Brasileiro resolve mistério da estrela Eta Carinae

26 de dezembro de 2003 • 15h10 • atualizado às 15h10

Finalmente terminou a jornada solitária de um homem que durante quase 15 anos carregou suas próprias idéias e desafiou reputações científicas sólidas para provar que suas conclusões poderiam estar certas. O astrofísico paranaense Augusto Damineli, professor da Universidade de São Paulo (USP), havia começado em 1989 a observar a Eta Carinae, a maior e mais luminosa estrela de nossa galáxia, a Via Láctea, e nos anos seguintes encontrou um fenômeno que ainda não havia sido descrito: uma brutal redução de brilho dessa estrela, que a cada dia perde uma quantidade de luz equivalente à emitida por centenas de sóis.
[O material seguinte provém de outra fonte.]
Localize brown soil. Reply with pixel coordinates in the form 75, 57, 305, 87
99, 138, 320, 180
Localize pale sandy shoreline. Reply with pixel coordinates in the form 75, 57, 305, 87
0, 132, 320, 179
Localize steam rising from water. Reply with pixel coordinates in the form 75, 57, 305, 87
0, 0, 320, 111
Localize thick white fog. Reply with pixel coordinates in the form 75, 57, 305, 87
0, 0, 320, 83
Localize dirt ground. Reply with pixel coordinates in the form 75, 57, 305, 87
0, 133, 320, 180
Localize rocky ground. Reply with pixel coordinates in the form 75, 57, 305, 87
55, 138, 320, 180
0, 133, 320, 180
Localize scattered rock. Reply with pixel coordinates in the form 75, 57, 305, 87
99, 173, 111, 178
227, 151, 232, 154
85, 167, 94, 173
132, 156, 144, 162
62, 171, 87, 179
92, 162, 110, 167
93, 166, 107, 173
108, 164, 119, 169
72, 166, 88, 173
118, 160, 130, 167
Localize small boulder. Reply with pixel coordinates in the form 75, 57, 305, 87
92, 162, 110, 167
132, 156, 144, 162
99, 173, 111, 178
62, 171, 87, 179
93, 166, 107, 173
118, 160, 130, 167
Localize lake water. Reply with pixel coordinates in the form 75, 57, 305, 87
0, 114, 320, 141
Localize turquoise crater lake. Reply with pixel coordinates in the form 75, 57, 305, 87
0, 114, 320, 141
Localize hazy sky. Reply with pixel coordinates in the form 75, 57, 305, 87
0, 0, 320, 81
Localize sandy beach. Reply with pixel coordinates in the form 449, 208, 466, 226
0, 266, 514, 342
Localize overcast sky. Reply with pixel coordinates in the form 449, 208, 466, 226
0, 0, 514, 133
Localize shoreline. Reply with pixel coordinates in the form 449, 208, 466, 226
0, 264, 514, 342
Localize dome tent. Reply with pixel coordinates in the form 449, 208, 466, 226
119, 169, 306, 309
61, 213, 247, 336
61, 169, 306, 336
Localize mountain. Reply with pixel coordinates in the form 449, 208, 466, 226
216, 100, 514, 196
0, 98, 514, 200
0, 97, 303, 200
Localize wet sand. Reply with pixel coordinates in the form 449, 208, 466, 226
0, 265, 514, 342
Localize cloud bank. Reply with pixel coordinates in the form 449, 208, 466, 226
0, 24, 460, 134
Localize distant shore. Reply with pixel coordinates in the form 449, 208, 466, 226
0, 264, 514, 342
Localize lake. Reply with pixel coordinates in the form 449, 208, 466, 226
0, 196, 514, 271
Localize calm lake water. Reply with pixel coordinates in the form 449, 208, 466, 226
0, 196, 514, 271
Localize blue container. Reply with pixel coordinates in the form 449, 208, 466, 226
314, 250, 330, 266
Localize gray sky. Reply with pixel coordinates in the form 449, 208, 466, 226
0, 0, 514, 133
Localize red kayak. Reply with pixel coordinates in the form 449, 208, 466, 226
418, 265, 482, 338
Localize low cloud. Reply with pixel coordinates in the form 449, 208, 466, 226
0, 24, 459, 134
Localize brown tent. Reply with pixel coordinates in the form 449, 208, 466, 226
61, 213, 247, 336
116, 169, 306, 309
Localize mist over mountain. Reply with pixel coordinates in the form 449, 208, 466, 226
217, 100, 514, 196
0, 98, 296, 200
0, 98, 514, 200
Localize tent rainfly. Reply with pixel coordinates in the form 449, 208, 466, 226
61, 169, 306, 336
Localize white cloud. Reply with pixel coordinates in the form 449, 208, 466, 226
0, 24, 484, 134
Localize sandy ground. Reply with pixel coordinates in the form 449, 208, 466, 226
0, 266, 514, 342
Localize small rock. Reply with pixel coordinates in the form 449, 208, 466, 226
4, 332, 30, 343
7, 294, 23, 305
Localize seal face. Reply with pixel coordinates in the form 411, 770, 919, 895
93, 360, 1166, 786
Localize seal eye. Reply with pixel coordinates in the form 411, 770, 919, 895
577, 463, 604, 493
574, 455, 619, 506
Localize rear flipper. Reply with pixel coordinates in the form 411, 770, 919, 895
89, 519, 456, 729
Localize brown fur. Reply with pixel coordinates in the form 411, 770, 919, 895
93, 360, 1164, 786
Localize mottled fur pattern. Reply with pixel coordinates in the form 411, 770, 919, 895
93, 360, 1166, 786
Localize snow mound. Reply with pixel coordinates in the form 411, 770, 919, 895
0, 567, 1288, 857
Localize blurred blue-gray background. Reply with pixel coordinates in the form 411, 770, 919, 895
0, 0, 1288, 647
No início, os especialistas dos Estados Unidos e da Itália que trabalhavam havia décadas com essa estrela não o levaram a sério. Pareciam indignados com a possibilidade de um brasileiro, com o que chamavam de um telescópio da selva, ter observado o que eles próprios nunca viram, com equipamentos bem mais poderosos.

Damineli observou pela primeira vez em junho de 1992 o apagão - a perda de luminosidade - em algumas faixas de radiação e concluiu no ano seguinte que o fenômeno deveria se repetir a cada cinco anos e meio. No final de 1997, quando o apagão se repetiu, atestando suas previsões, contou com o apoio de uns poucos físicos norte-americanos e brasileiros, mas só este ano é que conseguiu mesmo inverter o jogo.

No final de junho, pelo menos 50 astrofísicos do Brasil, dos Estados Unidos e da Argentina, com base nos resultados apurados por oito telescópios de superfície e cinco espaciais, confirmaram a brutal perda de brilho da Eta Carinae e fortaleceram o modelo que o pesquisador brasileiro havia formulado para explicar o apagão: situada a 7.500 anos-luz da Terra, o equivalente a 68 quatrilhões de quilômetros, a Eta Carinae não seria uma, mas duas estrelas - uma menor e mais quente, com temperatura de cerca de 30 mil graus, e outra três vezes maior, mais fria (15 mil graus) e pelo menos dez vezes mais brilhante. As duas vivem envoltas por ventos que colidem e geram temperaturas de 60 milhões de graus e por uma densa nuvem de gases e poeira - uma nebulosa - com uma extensão de 4 trilhões de quilômetros, equivalente a 400 vezes o diâmetro do sistema solar.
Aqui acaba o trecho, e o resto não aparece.